New Blog Series: The Real Path to State Prosperity

September 11, 2017


Business rankings have long been used as a method to examine which states are implementing policies that court and help thriving businesses and ultimately the state’s overall economic prosperity. Chambers of Commerce, elected offiicials, and economic development agencies often use such rankings to tout their states. But do these rankings truly reflect what helps workers, business, and state economies flourish? We’re not so sure.

Two large proponents of these rankings are the Tax Foundation and the American Legislative Exchange Council (ALEC). For example, ALEC’s Rich States, Poor States is an economic outlook ranking that ranks states based on 15 state policy variables. The overall argument in their reports is that states that tax and spend less see higher growth rates than do states that tax and spend more. However, relying solely on a state’s tax system is a poor indicator of whether or not businesses will locate in a specific state and will therefore help a state’s economy prosper. In fact, evidence shows productivity of workers and local economies, investments in human and physical capital, and many other factors play a much bigger role in leading states to a prosperous economy.

A well known example of a tax cut experiment gone wrong came out of our neighboring state, Kansas. In 2012, Governor Sam Brownback signed legislation which sharply cut income taxes across the board that leaned towards the wealthy, and that ultimately cut the state budget by 13 percent. The Brownback administration, much like ALEC members, believed that drastic cuts to state income taxes would generate thousands of jobs and encourage the growth of small businesses. However, not only did Kansas not see a growth in its economy, but its bond rating went down and they cut funding for vital services and programs including education.  Five years later, the experiment proved to be such a failure that the Republican-lead Kansas legislature voted to raise taxes overriding a Governor veto. Kansas has since served as a prime example of the negative effects of supply-side tax cuts as a method for measuring economic prosperity for the rest of the nation.

As Colorado enters its third longest economic expansion since 1900 and our unemployment rate – 2.3% – is at an all-time low (the lowest in the country to be exact), it is a good time to talk about what has really led our state to this time of economic prosperity.
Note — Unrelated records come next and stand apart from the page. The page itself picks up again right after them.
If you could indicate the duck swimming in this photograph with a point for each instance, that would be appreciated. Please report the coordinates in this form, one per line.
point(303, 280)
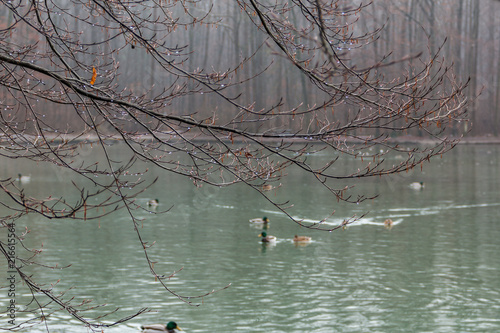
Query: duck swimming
point(301, 239)
point(153, 203)
point(417, 185)
point(263, 220)
point(157, 328)
point(267, 238)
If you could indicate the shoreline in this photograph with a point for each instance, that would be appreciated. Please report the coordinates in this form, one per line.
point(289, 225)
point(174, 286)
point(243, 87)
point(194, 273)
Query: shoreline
point(65, 138)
In particular, what strategies have worked, what policies have been passed, and/or what programs have been implemented that have allowed Colorado’s economy to continue to grow since 2009.

That is why we are creating a new blog series titled the “Real Path to State Prosperity.”  This six part series, beginning in October, will focus on six distinct areas that create long term shared prosperity, not just in Colorado but in all states. Within each blog we will highlight our work, as well as the work of our partner organizations whose commitment to economic prosperity has created a thriving Colorado.

Using framework from Peter Fisher’s, Grading the States, Business Climate Ranking and the Real Path to Prosperity, which is dedicated to explaining how states can truly promote long term growth and broadly shared prosperity, we will focus on the following topics:

  1. The Importance of Productivity, Wages, and Shared Prosperity
  2. How Education & Job Training Boost Productivity
  3. Investments in Infrastructure Bring High Returns
  4. Healthy Workers Are More Productive
  5. Innovation and Entrepreneurial Activity are Key to Economic Growth
  6. Making Sure Productivity Gains Lead to Higher Wages

It is our hope that the “Real Path to State Prosperity” blog series will provide us an opportunity to rexamine and redefine what investments in our communities actually lead to thriving businesses and broadly shared economic prosperity for all Coloradans, as well highlight the progress we’ve made in Colorado.